The 1930s bgan with the effects of the great depression dominating the agendas of all major and developing countries with soup kitchens the only refuge for many of the working classes and beyond. Germany suffered worst, Britain not as badly as most. Both countries were to recover but in entirely different ways.
Hitler’s accession to power saw the beginning of a policy whereby, with the guidance of a financial genius, Hjalmar Schacht, he bucked the orthodoxy of recovery from depression by several means, mainly by the tactic of deficit spending. This put people to work using money borrowed from banks and big business, mainly American sourced. The infrastructure and agriculture received most attention, with the world’s first motorway built – the Munich to Berlin autobahn – and the peoples’ car, the Volkswagen, built in quantity. Workers paid tax instead of receiving benefits and the economy grew. More revenue was gathered by confiscation of assets from Jews and others which would later be augmented by seizure of assets, produce and gold reserves from invaded countries which would continue, together with slave labour, until the middle of the following decade. In total defiance of the Versailles terms he began the building of his massive military capability much of it in total secrecy. His Luftwaffe was built largely in underground factories, not all of them in Germany. His naval units, limited to standard cruisers, were surreptitiously turned out much larger and with heavier armament. The British later referred to them as pocket battleships. The army simply grew in widespread garrisons and would become counted in millions and be very well equipped.
In Britain a laissez faire attitude prevailed. Two periods of National Government, one led by Ramsay MacDonald, the second by Stanley Baldwin were followed by a Conservative return to power under Baldwin.
Parliament and in particular, Baldwin himself, were engaged in three weighty problems in the ’30s’. Disaffection was growing in India with the British presence being challenged by two England-trained lawyers, Mahatma Gandhi and Jarwaharial Nehru. The most voluble voice disputing their fitness for self-government was that of Winston Churchill. This, followed by his backing for King Edward VIII during the abdication crisis left him isolated in Parliament in what became known as his ‘wilderness years’. His most passionate cause though began in 1934 with his repeated warnings about the danger of ignoring the threat posed by Nazi Germany. Though labelled as a warmonger by many in the House and the country at large. the government belatedly realised that there was much substance to his case and at least started to build forces , especially RAF Fighter Command, to react when the time came, as Churchill’s prescience had predicted.

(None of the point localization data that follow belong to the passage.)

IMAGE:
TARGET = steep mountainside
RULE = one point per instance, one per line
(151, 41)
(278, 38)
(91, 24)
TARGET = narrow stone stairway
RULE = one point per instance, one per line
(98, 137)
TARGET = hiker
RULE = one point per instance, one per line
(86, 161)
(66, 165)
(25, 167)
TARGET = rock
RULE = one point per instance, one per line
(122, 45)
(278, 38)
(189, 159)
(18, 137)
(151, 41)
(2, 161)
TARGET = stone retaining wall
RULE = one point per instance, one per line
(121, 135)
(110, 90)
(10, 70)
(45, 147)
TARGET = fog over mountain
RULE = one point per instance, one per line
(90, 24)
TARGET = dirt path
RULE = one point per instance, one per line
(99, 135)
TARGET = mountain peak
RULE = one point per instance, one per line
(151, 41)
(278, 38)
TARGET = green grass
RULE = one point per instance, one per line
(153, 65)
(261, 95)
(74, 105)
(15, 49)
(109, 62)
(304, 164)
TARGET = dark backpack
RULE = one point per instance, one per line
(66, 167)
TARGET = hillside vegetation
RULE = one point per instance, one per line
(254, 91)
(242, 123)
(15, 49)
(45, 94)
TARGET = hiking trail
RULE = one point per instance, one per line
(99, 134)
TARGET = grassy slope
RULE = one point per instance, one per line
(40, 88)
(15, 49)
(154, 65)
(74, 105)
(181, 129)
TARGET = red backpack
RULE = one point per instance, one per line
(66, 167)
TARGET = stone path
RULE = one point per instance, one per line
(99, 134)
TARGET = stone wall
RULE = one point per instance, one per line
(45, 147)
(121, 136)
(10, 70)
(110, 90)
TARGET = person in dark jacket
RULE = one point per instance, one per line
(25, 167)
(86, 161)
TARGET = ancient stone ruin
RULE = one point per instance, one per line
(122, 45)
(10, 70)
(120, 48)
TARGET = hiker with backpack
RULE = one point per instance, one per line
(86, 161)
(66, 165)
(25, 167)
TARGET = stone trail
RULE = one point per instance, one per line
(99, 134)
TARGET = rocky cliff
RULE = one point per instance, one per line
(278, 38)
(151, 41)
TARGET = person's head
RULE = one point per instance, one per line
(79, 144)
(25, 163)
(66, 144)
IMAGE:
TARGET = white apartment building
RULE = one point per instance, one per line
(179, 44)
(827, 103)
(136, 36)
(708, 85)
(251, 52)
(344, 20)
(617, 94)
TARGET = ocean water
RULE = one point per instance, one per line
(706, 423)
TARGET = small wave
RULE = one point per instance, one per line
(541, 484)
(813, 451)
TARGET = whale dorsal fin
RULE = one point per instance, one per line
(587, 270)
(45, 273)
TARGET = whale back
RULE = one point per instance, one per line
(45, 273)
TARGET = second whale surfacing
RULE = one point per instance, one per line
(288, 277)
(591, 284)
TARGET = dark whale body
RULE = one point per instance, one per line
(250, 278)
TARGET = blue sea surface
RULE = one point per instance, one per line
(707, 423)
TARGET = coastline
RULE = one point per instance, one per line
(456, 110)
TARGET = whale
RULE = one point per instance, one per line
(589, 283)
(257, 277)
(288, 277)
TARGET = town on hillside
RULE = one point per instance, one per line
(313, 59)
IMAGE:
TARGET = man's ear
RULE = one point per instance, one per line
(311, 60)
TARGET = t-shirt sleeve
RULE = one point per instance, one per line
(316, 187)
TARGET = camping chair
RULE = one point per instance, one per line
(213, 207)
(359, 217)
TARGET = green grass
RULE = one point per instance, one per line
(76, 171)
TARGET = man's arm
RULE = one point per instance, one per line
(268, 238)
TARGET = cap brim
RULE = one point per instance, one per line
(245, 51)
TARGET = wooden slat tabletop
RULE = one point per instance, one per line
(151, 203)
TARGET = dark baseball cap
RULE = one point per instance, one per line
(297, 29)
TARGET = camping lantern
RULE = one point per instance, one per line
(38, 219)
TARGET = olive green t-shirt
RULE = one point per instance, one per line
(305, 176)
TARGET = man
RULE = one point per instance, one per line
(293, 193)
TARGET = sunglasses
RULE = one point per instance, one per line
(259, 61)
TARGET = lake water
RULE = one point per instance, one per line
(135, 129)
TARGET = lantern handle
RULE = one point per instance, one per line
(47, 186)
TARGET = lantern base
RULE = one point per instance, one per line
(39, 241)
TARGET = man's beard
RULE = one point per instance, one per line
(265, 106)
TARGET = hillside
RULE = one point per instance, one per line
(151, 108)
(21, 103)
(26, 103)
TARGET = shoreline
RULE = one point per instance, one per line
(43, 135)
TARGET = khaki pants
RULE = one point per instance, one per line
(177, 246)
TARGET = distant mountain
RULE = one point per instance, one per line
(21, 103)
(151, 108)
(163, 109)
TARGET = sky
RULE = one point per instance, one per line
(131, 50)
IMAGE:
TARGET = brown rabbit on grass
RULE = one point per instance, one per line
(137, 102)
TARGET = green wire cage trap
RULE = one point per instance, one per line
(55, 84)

Neville Chamberlain, the British prime minister, travelled three times to Germany in the hope of restraining Hitler’s ambitions in Europe by a process of appeasement, even returning to Britain finally with Hitler’s promise of no further armed incursions into neighbouring countries. The prime minister had been duped. World War II was declared against Germany on September 3rd, 1939 after Hitler threw the weight of his Luftwaffe and Wehrmacht against Poland.